Apart from juvenilia, this tale (with the exception of “The Tomb”), was the first story Lovecraft wrote. And yet, in the fullness of its vision, it reads like something H.P. might have composed a decade later, on the verge of his most intense explorations.
Written in 1917, it is a tale contemporary with the Great War, and tells of a captured merchant seaman who escapes from a German man-of-war in a small boat equipped with provisions. In mid-ocean, he falls into an uneasy sleep and wakes only to find his ship beached on an obscure island and surrounded by a noxious foul-smelling ooze, which he is then forced to crawl through. Later, while exploring a crater formed by an ancient volcanic disturbance, he discovers antediluvian sculptures and bas reliefs that hint at an unsettling history. And it is then, out of the darkness, that something horrible arrives.

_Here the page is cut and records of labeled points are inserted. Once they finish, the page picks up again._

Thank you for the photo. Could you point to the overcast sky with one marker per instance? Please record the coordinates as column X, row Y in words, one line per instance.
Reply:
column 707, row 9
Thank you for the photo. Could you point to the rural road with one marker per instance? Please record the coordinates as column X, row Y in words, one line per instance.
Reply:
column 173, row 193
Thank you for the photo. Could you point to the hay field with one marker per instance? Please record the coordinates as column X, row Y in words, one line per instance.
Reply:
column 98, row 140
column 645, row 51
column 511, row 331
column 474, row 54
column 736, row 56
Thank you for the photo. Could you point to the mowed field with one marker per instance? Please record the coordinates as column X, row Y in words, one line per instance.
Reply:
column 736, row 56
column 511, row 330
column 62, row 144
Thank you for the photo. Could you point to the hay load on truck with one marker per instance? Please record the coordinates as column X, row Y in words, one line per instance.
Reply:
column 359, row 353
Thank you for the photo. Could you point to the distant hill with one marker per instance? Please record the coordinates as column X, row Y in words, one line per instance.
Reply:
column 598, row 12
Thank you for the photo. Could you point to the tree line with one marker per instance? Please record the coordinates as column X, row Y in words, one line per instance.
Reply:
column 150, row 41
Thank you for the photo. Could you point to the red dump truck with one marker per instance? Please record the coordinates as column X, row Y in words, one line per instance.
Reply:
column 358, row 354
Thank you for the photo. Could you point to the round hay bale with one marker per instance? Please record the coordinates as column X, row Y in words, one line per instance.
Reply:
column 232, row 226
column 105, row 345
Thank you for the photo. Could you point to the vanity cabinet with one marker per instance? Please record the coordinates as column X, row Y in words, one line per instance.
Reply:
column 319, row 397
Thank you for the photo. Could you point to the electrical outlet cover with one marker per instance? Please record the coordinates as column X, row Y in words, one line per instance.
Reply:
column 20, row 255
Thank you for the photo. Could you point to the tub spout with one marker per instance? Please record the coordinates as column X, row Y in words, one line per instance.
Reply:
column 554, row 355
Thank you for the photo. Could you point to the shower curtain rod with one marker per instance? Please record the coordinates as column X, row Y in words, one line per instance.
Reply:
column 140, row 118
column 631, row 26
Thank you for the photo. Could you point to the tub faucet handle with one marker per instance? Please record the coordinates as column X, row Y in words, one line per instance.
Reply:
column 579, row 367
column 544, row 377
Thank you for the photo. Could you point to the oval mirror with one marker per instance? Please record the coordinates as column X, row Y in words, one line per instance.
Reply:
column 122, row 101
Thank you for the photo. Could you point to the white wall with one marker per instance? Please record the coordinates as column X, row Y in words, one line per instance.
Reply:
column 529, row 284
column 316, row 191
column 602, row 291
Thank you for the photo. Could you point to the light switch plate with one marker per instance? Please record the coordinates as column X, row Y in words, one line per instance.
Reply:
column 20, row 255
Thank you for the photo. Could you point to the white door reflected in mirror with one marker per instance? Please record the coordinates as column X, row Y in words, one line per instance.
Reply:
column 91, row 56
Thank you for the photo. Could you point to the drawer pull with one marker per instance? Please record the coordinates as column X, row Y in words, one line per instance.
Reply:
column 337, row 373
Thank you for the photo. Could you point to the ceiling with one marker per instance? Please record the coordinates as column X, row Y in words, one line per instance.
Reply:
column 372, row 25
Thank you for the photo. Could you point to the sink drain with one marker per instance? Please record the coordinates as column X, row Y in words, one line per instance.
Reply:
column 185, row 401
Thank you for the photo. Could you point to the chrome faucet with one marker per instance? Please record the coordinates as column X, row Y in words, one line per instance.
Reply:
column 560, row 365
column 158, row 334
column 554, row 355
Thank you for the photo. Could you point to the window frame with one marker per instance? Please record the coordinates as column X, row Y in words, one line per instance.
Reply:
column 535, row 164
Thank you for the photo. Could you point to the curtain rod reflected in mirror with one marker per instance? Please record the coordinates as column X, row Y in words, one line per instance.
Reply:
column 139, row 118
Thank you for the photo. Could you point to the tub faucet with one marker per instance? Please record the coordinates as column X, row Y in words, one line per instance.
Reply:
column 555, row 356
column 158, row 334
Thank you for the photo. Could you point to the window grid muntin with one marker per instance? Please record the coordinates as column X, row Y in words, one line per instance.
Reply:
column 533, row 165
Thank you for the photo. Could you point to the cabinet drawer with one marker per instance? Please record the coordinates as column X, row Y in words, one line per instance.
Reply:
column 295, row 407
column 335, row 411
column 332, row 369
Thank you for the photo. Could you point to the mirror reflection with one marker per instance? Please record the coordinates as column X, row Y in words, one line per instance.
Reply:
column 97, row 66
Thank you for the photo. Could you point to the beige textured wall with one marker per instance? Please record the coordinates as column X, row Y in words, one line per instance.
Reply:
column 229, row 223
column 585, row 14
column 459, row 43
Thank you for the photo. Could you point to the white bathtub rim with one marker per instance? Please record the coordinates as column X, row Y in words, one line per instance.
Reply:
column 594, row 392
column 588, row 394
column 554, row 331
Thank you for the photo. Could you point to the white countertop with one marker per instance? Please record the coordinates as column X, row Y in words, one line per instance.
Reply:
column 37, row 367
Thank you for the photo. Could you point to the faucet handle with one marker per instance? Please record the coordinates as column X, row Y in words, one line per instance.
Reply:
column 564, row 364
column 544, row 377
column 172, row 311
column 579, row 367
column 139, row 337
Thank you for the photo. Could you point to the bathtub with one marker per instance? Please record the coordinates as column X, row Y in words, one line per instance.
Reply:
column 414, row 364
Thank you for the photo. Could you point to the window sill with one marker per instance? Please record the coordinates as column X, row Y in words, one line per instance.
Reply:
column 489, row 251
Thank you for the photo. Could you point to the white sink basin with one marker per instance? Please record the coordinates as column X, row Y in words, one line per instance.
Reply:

It is a story that came to him in dreams (“I dreamed,” he wrote to an amateur writer and friend, “that whole hideous crawl, and can yet feel the ooze sucking me down!"), and its images of volcanic islands and fish-headed creatures foreshadow both “The Call of Cthulhu” and “The Shadow over Innsmouth,” stories that would not be written for ten or twelve years.
No wonder the Muses are proclaimed to be the daughters of Memory! Could it be that creativity is merely the process of perfectly realizing the force of one single youthful dream? Is it true that, if in dream, a muse touches a poet, he carries the dream-mark for the rest of his life?
I, however, choose to look at the facts another way, a way not entirely comforting: Suppose a middling writer toiled painstakingly, toiled throughout his brief life, to create a few dark gods, and suppose that, a few years before Death took him, he succeeded. Could these dark new gods he created reach back into the past? Could they have visited him in his long dead dreams?